The HPIMPUTE Procedure

Single-Machine and Distributed Execution Modes

The HPIMPUTE procedure can exploit computer grids by imputing independently on different grid nodes in parallel, and it supports multithreading on each node. For more information about single-machine and distributed execution modes, see the section Processing Modes in ChapterĀ 2: Shared Concepts and Topics.

You can control both the number of parallel threads per execution node and the number of computing nodes to engage.

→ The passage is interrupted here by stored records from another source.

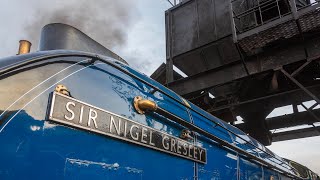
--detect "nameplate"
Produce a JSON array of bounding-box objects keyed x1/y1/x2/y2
[{"x1": 48, "y1": 92, "x2": 207, "y2": 164}]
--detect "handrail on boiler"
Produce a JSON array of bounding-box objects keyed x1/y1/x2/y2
[{"x1": 0, "y1": 51, "x2": 300, "y2": 178}]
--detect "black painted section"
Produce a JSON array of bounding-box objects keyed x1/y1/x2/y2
[{"x1": 39, "y1": 23, "x2": 124, "y2": 61}]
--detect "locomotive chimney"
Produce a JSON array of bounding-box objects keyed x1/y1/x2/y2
[{"x1": 17, "y1": 40, "x2": 32, "y2": 55}]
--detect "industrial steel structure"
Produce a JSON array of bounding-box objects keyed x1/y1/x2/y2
[{"x1": 151, "y1": 0, "x2": 320, "y2": 145}]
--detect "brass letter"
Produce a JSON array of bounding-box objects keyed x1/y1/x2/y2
[
  {"x1": 130, "y1": 125, "x2": 139, "y2": 141},
  {"x1": 162, "y1": 135, "x2": 169, "y2": 150},
  {"x1": 88, "y1": 108, "x2": 98, "y2": 128},
  {"x1": 64, "y1": 102, "x2": 76, "y2": 121}
]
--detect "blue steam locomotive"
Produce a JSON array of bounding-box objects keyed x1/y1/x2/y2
[{"x1": 0, "y1": 24, "x2": 319, "y2": 180}]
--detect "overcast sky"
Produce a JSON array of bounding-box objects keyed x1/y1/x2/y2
[{"x1": 0, "y1": 0, "x2": 320, "y2": 174}]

Alternatively, PROC HPIMPUTE can be executed on a grid of distributed computers. In distributed mode, one or more copies of the imputation code are executed in parallel on each grid node.

The distributed mode of execution has two variations:

  • In the client-data (local-data) model of distributed execution, the input data are not stored on the appliance but are distributed to the distributed computing environment during execution of the HPIMPUTE procedure.

  • In the alongside-the-database model of distributed execution, the data source is the database on the appliance. The data are stored in the distributed database, and the imputation code that runs on each node can read and write the data in parallel during execution of the HPIMPUTE procedure. Instead of being moved across the network and possibly back to the client machine, data are passed locally between the processes on each node of the appliance. In general and especially with large data sets, the best PROC HPIMPUTE performance can be achieved if execution is alongside the database.